About the CASG


History

Over the last 40 years, the Collaborative Antiviral Study Group (CASG) has advanced the diagnosis and treatment of viral diseases through the design and implementation of innovative clinical trials. The original charge of the NIAID-sponsored CASG was to evaluate treatments of serious herpes virus infections, especially those caused by herpes simplex virus (HSV) and varicella-zoster virus (VZV). Realizing that these problems were best evaluated by a multi-center approach employing controlled clinical trials, the CASG was established to lead these studies in 1972. Through these efforts the standard of care for herpes simplex encephalitis, neonatal herpes simplex virus infections, congenital cytomegalovirus infection and varicella-zoster virus diseases has been established.

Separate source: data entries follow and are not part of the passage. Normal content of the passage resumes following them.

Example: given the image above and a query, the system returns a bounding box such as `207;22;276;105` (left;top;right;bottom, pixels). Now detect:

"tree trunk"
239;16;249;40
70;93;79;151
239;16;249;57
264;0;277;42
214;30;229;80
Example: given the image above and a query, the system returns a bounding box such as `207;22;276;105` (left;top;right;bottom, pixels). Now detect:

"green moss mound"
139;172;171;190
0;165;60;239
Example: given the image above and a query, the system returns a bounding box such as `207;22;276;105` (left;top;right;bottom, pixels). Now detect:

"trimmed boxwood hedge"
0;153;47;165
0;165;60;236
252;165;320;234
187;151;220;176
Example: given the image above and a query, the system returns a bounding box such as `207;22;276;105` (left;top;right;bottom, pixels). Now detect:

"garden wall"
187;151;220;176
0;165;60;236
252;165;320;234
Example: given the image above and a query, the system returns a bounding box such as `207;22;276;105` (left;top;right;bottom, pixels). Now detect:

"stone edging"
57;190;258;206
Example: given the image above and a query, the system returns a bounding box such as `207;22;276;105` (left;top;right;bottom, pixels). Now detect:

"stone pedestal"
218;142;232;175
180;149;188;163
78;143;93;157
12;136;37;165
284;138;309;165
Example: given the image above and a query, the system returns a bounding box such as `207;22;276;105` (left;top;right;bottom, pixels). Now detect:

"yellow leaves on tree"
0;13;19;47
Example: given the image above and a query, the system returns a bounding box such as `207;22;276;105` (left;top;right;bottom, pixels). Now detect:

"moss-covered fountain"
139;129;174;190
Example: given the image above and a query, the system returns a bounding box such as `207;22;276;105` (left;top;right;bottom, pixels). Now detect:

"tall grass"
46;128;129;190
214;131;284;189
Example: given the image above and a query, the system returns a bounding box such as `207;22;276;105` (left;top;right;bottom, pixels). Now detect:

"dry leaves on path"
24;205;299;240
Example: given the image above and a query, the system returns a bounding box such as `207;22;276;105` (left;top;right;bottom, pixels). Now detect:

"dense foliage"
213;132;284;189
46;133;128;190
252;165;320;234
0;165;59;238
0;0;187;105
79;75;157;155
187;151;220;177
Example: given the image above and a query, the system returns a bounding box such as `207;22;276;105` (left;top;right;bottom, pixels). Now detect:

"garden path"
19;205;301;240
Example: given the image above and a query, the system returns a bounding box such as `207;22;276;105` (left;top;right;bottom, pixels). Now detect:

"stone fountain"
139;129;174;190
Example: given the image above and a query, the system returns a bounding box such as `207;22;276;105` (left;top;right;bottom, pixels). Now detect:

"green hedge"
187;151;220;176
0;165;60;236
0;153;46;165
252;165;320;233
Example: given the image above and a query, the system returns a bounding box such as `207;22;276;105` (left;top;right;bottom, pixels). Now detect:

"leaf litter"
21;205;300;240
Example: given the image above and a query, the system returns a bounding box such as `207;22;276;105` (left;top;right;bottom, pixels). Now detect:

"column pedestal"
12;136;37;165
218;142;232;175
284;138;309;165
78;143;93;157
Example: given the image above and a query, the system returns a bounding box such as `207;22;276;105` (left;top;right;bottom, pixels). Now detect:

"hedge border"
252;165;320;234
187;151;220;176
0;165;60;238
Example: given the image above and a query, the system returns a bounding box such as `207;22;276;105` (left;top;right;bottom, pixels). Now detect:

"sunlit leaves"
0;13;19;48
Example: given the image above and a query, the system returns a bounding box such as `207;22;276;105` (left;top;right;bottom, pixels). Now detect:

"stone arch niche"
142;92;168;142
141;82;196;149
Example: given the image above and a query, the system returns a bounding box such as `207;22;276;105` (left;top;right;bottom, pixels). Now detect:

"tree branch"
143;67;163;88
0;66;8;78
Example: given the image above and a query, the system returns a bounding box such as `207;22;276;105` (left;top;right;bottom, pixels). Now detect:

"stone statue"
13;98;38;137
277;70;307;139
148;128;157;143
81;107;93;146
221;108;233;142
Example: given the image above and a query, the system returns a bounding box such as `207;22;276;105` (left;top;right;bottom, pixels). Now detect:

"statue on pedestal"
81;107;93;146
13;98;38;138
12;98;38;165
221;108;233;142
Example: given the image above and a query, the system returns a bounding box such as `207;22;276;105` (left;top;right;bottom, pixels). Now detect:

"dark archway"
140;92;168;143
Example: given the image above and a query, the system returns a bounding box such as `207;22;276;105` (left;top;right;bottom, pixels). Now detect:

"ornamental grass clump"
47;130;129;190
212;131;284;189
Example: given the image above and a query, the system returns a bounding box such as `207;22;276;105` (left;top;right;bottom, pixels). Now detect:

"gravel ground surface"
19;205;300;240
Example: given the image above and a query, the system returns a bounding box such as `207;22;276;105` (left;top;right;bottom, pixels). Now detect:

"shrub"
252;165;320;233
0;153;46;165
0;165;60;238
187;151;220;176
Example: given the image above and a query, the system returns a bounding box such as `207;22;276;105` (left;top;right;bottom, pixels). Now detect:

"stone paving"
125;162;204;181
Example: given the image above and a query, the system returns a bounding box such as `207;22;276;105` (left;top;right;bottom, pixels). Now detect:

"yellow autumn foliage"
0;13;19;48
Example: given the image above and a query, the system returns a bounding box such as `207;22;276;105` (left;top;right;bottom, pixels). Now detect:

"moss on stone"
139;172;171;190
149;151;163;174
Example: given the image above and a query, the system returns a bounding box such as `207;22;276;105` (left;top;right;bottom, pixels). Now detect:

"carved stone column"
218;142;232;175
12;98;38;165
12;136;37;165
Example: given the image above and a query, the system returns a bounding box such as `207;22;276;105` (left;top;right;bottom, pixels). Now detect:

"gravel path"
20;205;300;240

Through the years, the CASG has expanded from a small group of 20 sites in 1975 to include institutions throughout the United States as well as in Canada, the United Kingdom and Sweden. 

Since its inception, the CASG has been housed at the University of Alabama at Birmingham (UAB). The Central Unit of the CASG at UAB provides medical, laboratory, biostatistical and administrative staff to coordinate research design and regulatory affairs related to conducting multi-center trials in a changing environment. UAB researcher and professor, Richard J. Whitley, MD has provided continuous leadership for the CASG and has served as Project Director since 1980. John W. Gnann, Jr., MD, oversees all adult studies conducted by the CASG, and David Kimberlin, MD, oversees all CASG pediatric studies.


Mission Statement

The mission of the CASG is to:   

  • facilitate the evaluation of promising treatments of acute and chronic human viral diseases that are deemed medically and scientifically important by the Department of HHS/NIH/NIAID/DMID;
  • facilitate advances in clinical antiviral therapy by rigorously evaluating the efficacy and safety of new therapeutic regimens for serious viral diseases in adult and pediatric immunocompromised and immune competent patient populations;
  • develop and implement emergent infection research for disease identified by the NIAID as a threat to public health;  
  • develop and apply contemporary diagnostic procedures to advance understanding of the natural history of diseases.